Artwork Credit: The Pinch of Poverty (1889) by Thomas Benjamin Kennington (1856–1916).
Public domain image accessed via Artvee.com.


   
I was still a child when I began to understand what it meant to lack. We lived from paycheck to paycheck. Sometimes, that paycheck could not stretch far enough. We had to borrow, but not from relatives, because most of them were barely managing themselves, too. We would borrow from acquaintances who had a little more space to give instead.

    Some helped us. I wonder if they realized how much strength that gave us. Maybe for them it was simple, but for us, it brought relief we could not repay. Others were unable to help, and I understood that, too. Life weighs heavily on all in different ways. But now and then, some refusals came with sharp glances or words that left wounds. I often saw my mother cry. It was painful to watch.

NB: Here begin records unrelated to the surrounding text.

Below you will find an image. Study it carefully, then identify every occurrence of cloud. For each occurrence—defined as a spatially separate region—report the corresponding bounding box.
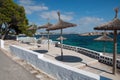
[19,0,48,14]
[40,11,73,21]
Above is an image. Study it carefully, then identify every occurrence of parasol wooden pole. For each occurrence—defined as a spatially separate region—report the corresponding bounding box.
[103,41,106,55]
[60,29,63,60]
[48,30,50,50]
[113,30,117,74]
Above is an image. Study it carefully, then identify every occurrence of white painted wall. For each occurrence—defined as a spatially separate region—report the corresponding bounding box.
[10,45,109,80]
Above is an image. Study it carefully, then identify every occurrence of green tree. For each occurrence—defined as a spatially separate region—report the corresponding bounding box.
[0,0,28,39]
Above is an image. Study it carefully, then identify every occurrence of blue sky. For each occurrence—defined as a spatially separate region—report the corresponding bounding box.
[14,0,120,33]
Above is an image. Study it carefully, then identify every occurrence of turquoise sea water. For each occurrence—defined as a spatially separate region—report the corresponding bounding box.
[36,34,120,54]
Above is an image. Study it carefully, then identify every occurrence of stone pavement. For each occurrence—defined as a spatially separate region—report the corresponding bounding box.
[0,50,39,80]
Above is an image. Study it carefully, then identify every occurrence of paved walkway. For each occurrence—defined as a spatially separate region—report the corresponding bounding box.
[0,50,39,80]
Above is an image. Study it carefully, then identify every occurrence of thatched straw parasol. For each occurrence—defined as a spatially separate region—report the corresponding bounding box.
[94,8,120,74]
[27,26,37,30]
[47,12,76,60]
[94,33,113,53]
[38,19,52,50]
[39,36,48,40]
[57,36,67,40]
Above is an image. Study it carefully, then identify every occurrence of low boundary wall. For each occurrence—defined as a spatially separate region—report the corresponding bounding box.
[56,44,120,69]
[10,45,110,80]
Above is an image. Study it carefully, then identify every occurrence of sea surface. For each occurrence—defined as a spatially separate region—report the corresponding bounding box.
[36,34,120,54]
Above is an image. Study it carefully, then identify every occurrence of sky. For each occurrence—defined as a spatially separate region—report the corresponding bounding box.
[14,0,120,33]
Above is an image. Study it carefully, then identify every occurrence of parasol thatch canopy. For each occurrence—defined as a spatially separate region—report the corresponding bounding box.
[47,12,77,30]
[37,22,52,29]
[57,36,67,40]
[39,36,48,40]
[27,26,37,30]
[94,34,113,41]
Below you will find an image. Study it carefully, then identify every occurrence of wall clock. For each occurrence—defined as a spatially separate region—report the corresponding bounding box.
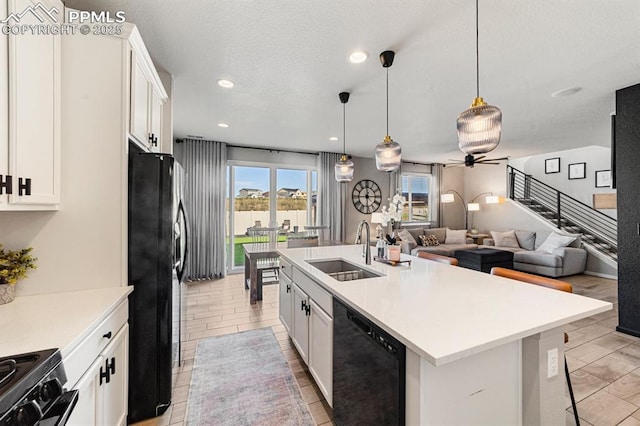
[351,179,382,214]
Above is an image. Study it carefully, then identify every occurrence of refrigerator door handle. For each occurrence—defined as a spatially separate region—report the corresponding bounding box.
[176,200,189,283]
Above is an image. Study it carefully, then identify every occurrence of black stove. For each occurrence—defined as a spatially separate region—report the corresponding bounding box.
[0,349,78,426]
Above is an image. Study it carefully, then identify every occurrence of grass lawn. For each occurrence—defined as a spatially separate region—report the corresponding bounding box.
[227,235,287,266]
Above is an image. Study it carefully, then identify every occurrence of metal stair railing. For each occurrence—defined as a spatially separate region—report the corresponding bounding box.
[507,166,618,259]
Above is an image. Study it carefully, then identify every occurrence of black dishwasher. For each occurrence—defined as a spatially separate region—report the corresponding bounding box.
[333,298,406,426]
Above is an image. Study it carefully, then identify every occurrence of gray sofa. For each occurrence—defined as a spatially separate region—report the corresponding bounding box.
[400,226,478,256]
[479,230,587,277]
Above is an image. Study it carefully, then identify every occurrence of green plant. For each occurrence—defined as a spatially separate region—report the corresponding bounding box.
[0,244,38,285]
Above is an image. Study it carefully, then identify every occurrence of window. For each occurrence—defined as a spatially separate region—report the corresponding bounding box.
[402,173,431,222]
[226,161,318,271]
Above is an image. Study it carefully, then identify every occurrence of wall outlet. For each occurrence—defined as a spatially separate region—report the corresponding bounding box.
[547,348,558,379]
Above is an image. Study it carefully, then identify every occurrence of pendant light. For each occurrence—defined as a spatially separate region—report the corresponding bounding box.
[376,50,402,172]
[457,0,502,155]
[335,92,353,182]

    Perhaps that was when I quietly resolved I would study well and work hard. I did not want to rise to forget. I wanted to rise and lift some of the burden she carried. I wanted to become someone who could lift burdens when others could not.

    In those very moments of being small and dependent, I believe now the Lord allowed those years to teach me. He let us feel the lack so we would learn to value provision. He let us be refused so we would understand mercy. He placed us in need so we would recognize grace for what it truly is, unearned, undeserved, freely given. He was not simply shaping my future; He was shaping my understanding of grace. I was being taught that we are all beggars before God.

    We do not stand before Him with wages. We stand with need. And in His mercy, He allows us to feel that need early to prepare us to receive what cannot be earned.

    “He raises the poor from the dust and lifts the beggar from the ash heap, to set them among princes” (1 Sam 2:8, NKJV). But He lifts not those who come in pride, nor those who pretend sufficiency. He lifts those who know they have nothing to offer, and no right to demand.

    This is what the beggar learns first—that grace is not for the deserving. It is for the desperate. And though the world may honor strength, God meets the weak. Though men respect effort, salvation is for those who cry out empty-handed.

    Years have passed, but that early experience still reminds me: Christ became poor for our sake, so that we, through His poverty, might become rich (2 Cor 8:9). Rich—not in wealth or comfort—but in the mercy that reaches low and raises us higher than we could ever climb on our own.

    And if the Lord allows us to be strong now, may we never forget where we were found. Let us remember those still learning what it means to wait, to need, to ask. For we who were once beggars must never despise the dust. Instead, we must stoop with mercy, speak with tenderness, and give as those who know what it means to be given everything.